Management of Conn’s sydrome
Divided into:
Medical
Surgical
Medical
- Control HPT with Mineralocorticoid Receptor Antagonist (MRA) - Spironolactone. If contraindicated: Ca blocker, α blocker.
- MRA - Spironolactone starting dose is 12.5 to 25 mg daily and titrated every 2 weeks upward.
- Correct hypokalemia
- Maintain ideal body weight
- Avoid alcohol
- Regular exercise
Operative
- Access: Laparoscopic vs. Open, Posterior vs. Anterior approach.
- Unilateral adenoma - unilateral adrenalectomy, preferably laparoscopic or retroperitoneal approach.
- Bilateral - treated medically.
Postoperative
- Risk of postoperative hypoaldosteronism
- Avoid K replacement. Risk of ↑K
- Low BP. May need supplement mineralocorticoids (fludrocortisone)
HPE of Conn’s Tumour
Conn’s Tumor
- Macroscopic : Unilateral, < 2cm (rarely > 2cm), golden or canary yellow appearance (due to fat laden vacuoles). No hemorrhage, necrosis. Circumscribed capsule formed from compressed cortex of gland. Generally, but not always, demarcated from the adjacent cortex by a pseudo capsule.

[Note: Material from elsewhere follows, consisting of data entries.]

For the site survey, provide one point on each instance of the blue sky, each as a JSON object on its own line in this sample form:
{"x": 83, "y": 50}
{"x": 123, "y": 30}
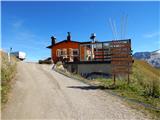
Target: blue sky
{"x": 28, "y": 26}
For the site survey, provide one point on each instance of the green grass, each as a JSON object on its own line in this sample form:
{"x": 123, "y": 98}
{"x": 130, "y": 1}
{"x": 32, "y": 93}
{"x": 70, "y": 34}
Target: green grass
{"x": 8, "y": 71}
{"x": 144, "y": 86}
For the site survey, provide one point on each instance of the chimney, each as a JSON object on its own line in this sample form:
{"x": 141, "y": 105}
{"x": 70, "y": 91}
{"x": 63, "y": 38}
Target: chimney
{"x": 69, "y": 36}
{"x": 53, "y": 39}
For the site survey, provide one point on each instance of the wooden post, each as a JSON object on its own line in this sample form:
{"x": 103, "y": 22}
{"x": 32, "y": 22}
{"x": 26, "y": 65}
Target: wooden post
{"x": 128, "y": 79}
{"x": 114, "y": 77}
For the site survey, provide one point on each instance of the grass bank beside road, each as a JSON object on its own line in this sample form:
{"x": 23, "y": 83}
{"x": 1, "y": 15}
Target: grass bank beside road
{"x": 8, "y": 71}
{"x": 144, "y": 87}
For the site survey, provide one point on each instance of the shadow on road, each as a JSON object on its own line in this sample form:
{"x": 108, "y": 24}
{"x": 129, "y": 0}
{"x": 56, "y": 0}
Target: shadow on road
{"x": 87, "y": 87}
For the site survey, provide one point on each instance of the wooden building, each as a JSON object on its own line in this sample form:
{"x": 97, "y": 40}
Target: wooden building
{"x": 66, "y": 50}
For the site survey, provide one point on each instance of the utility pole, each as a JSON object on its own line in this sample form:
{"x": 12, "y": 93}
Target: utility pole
{"x": 9, "y": 55}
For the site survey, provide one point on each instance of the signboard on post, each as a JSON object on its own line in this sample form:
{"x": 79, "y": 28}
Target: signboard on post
{"x": 121, "y": 58}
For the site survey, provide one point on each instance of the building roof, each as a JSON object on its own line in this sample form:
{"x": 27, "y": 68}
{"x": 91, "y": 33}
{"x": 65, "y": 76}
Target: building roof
{"x": 50, "y": 46}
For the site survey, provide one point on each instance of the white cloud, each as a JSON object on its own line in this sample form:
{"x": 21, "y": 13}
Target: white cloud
{"x": 151, "y": 35}
{"x": 17, "y": 24}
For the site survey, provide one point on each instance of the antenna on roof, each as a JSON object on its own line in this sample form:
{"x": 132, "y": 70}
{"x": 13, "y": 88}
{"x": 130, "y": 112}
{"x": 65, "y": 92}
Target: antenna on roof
{"x": 125, "y": 25}
{"x": 115, "y": 29}
{"x": 112, "y": 28}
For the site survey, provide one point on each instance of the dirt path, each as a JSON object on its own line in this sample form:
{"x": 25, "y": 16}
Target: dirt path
{"x": 41, "y": 93}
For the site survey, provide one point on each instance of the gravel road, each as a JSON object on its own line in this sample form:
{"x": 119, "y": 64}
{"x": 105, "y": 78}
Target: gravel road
{"x": 41, "y": 93}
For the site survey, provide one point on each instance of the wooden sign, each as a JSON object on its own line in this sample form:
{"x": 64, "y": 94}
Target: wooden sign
{"x": 121, "y": 58}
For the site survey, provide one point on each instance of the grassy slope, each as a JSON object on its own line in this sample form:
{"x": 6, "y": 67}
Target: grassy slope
{"x": 144, "y": 85}
{"x": 8, "y": 71}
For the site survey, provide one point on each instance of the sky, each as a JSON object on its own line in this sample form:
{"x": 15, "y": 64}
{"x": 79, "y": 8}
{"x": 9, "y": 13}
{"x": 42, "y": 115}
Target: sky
{"x": 28, "y": 26}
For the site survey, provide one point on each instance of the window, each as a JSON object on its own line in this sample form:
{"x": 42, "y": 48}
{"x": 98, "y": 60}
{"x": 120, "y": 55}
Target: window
{"x": 75, "y": 52}
{"x": 58, "y": 52}
{"x": 63, "y": 52}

- Cortex next to a non functional adenoma will be normal, one near a functional one will be atrophic.
Microscopic : Lipid laden clear cells with zona glomerulosa hyperplasia.
- Bilateral idiopathic hyperplasia (IHA)
- Macroscopic : Range from hyperplasia only to macro-nodules.
- Microscopic : Bands of thickened cells in zona glomerulosa either focal or diffuse.
Prognosis / Outcome of Conn’s Syndrome
- Cure rate: 70% at 1 year, Recurrence is rare.
- Normotensive: 45-98%, > 75% will have improvement in HPT if not resolution within 1 month.
- The older the patients, less likely to become normotensive due to long standing HPT with vessels wall changes & delay diagnosis (essential HTN).
- Correction of hypokalemia: almost immediately in > 95%.
- Young & Female better prognosis possibly due to protective female hormone on blood vessels.
What is Aldosterone escape phenomenon?
Aldosterone escape phenomenon:
edema is typically absent despite volume expansion in primary
aldosteronism due to aldosterone escape phenomenon – volume expansion leads to increased ANP and
subsequently natriuresis by inhibition of Na reabsorption in collecting ducts; and reduced Na
reabsorption in proximal tubules (due to volume expansion0 which leads to increased delivery of urinary
Na to distal tubules and overwhelming of aldosterone-mediated reabsorption in distal tubule.